This page is in progress
Important Dates and What to Hand In
Teams should consist of 1-3 people. In addition, if you have a project in mind, please indicate briefly (1–2 sentences) what you are thinking. We have included a list of possible projects at the end of this document although you are not required to choose from these.
- In class, please hand in one sheet of paper per team.
- If you do not have a team, simply turn in a sheet with your name and we will match you up.
Your reserach prospectus will contain an overview of the research problem, your hypothesis1, first pass at related work, a description of how you plan to complete the project, and metrics to decide if it worked.
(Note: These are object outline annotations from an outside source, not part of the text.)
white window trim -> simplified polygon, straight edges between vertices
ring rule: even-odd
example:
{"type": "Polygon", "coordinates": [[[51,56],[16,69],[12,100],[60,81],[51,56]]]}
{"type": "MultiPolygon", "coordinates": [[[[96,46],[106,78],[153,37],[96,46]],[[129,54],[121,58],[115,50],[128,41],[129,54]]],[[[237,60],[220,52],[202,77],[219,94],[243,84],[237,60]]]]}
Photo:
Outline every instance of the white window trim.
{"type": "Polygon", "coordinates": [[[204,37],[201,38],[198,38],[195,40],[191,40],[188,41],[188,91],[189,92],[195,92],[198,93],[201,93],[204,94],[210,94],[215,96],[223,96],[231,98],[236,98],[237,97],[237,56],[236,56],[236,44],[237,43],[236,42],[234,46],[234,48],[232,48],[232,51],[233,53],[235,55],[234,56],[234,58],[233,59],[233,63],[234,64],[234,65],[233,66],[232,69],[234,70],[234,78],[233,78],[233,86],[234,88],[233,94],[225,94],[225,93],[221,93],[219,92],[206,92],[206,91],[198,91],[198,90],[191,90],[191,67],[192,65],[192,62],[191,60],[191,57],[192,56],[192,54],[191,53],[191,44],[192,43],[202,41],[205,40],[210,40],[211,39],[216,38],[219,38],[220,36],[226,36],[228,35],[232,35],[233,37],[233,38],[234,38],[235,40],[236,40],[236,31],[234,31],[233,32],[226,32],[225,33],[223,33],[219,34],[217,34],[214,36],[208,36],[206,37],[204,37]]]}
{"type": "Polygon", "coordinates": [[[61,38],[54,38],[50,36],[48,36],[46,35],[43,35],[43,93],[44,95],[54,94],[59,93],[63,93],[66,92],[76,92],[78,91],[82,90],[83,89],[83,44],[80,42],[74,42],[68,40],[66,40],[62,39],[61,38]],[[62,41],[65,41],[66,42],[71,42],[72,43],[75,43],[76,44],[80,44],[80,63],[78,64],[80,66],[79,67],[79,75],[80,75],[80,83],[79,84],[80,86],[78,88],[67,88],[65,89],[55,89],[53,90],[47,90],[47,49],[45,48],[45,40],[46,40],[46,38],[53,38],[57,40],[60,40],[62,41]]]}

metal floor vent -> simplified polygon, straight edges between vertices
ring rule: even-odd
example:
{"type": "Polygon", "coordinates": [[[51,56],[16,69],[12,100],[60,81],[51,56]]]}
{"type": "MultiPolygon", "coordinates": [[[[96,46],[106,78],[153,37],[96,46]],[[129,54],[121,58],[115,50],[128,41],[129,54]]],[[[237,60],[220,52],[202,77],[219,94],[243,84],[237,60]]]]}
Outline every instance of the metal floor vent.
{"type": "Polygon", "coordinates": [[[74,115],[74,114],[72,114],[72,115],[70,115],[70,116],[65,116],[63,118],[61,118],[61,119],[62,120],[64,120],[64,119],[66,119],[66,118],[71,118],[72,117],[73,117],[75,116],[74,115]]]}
A good prospectus is basically the skeleton of the full report.
Your prospectus should follow the example:
It is highly recommended that you come to office hours to discuss project ideas before writing the prospectus.
1This is science after all.
- Rename the filename of your prospectus to the following format, last names should be in alphabetical order.
- Upload the file by 2/8 11:59PM EST
The midpoint review will be an in-class exercise where teams will present and receive feedback/suggestions in a “speed-dating” style session. Details will be released closer to the session.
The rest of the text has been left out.